The Story
Why it exists.
The beginning
The name Isiris carries the weight of Egyptian mythology, echoes of Isis and Osiris in its syllables. Shantara drew from this ancient register for their 2010 release, creating a fragrance that translated the mythology of the Nile into olfactory form. Jean-Claude Gigodot, working from Grasse, built the composition around organic materials sourced with care, a deliberate choice that shaped the fragrance's character from the start. Rather than synthetic shortcuts, the house opted for essences that would behave like their source material: responsive, layered, alive on skin. The perfumer structured Isiris as a progression, citrus to florals to beeswax, a walk from the riverbank to the temple's inner sanctum.
What makes Isiris unusual is the beeswax. In modern perfumery, beeswax functions as a base note in maybe one fragrance in a hundred. It's warm, faintly animalic, and carries honey in its DNA, but it also requires patience from the wearer. The composition gives it nothing to hide behind. No heavy woods, no sweetness overload. The beeswax sits naked over vetiver and pine, which means the drydown reveals exactly what it is: organic, golden, intimate. The iris arrives late, a powdery, violet-touched floral that cools the honey warmth before the base fully takes over. It's a composed structure, unhurried in its evolution.
The evolution
The opening hits sharp and clean, lemon verbena's citrus bite arrives simultaneously with bergamot's brighter, colder note.

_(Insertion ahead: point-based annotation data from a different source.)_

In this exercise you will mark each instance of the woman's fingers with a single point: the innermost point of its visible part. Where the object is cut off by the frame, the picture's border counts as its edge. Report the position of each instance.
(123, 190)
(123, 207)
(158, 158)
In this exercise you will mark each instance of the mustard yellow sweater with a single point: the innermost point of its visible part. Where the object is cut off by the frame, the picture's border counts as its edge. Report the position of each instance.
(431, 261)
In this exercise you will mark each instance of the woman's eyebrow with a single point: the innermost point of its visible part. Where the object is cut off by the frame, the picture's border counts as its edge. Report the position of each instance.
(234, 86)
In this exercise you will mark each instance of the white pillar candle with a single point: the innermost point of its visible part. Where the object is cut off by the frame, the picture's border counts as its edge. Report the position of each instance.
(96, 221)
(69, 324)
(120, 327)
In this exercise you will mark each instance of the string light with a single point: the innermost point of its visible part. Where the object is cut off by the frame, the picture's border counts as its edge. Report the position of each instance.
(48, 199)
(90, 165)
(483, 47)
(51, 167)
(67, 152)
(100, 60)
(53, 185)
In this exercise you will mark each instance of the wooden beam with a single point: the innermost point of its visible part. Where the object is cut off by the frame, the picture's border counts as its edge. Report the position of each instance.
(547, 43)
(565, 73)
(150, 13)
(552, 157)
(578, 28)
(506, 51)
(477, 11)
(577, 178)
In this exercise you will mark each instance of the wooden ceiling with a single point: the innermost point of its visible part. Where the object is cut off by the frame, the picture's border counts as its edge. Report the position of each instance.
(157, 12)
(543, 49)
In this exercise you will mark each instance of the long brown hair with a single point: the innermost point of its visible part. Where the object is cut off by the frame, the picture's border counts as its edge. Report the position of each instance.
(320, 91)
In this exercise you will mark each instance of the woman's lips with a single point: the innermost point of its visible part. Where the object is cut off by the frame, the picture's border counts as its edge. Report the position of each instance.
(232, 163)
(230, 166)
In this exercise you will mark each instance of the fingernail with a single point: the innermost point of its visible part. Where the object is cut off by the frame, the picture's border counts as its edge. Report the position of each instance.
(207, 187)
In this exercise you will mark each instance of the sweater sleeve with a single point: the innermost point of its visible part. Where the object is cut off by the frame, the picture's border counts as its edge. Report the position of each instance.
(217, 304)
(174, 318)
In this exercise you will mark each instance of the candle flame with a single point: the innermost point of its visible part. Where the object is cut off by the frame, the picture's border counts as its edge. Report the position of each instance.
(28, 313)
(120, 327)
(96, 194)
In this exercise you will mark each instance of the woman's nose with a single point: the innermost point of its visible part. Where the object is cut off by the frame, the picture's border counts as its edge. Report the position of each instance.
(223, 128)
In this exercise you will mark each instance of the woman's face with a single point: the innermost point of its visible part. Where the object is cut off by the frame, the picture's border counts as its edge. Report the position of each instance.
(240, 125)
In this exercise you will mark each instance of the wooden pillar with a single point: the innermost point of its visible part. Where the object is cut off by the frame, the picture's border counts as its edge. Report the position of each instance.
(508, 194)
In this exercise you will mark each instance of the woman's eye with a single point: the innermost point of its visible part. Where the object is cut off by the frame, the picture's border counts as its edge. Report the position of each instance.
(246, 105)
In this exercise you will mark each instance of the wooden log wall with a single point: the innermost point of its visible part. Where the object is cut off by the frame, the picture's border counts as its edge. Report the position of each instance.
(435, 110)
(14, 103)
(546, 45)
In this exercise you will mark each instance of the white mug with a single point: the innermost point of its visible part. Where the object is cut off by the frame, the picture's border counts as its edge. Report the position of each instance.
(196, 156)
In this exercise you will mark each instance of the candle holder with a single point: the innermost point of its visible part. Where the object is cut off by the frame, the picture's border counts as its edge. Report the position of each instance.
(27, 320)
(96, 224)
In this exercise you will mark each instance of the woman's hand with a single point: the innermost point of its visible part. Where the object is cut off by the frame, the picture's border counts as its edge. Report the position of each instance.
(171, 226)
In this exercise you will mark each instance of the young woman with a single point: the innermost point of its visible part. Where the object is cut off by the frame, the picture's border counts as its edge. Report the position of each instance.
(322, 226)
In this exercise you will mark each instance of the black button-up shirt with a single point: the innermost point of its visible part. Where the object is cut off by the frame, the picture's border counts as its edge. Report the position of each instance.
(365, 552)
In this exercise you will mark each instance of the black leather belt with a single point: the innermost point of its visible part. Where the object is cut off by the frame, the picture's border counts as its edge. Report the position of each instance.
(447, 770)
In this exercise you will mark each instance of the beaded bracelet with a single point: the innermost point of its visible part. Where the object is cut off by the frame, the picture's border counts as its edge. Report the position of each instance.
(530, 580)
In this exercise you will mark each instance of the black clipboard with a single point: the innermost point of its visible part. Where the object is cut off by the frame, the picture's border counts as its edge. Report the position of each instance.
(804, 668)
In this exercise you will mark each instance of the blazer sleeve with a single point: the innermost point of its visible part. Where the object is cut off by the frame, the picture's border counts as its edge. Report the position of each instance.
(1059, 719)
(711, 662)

They're in conversation for the first twenty minutes before the citrus begins its slow recession. Then geranium enters, green and slightly rosy, with lavender threading coolness through the floral transition. The iris doesn't rush. It arrives around the ninety-minute mark, powdery and tardy, warming what the citrus left cold. By hour two, the beeswax foundation takes over. It builds slowly, honeyed and warm, never cloying, grounded by vetiver's earthy dampness and a whisper of pine. The drydown is intimate, sillage pulls close to the skin, projection becomes personal space rather than room-filling. On most skin types, this holds for 4-6 hours. On dry skin, expect closer to four.
Cultural impact
Isiris occupies an unusual position: a niche fragrance launched in 2010 that remains in production without ever achieving mainstream recognition. It's found its audience among wearers who seek out organic niche compositions and appreciate beeswax as a base note, a relatively rare choice in contemporary perfumery. The fragrance has attracted those who prefer compositions that behave like their natural source materials rather than synthetic constructs, though the sparse documentary record makes specific reception details difficult to verify.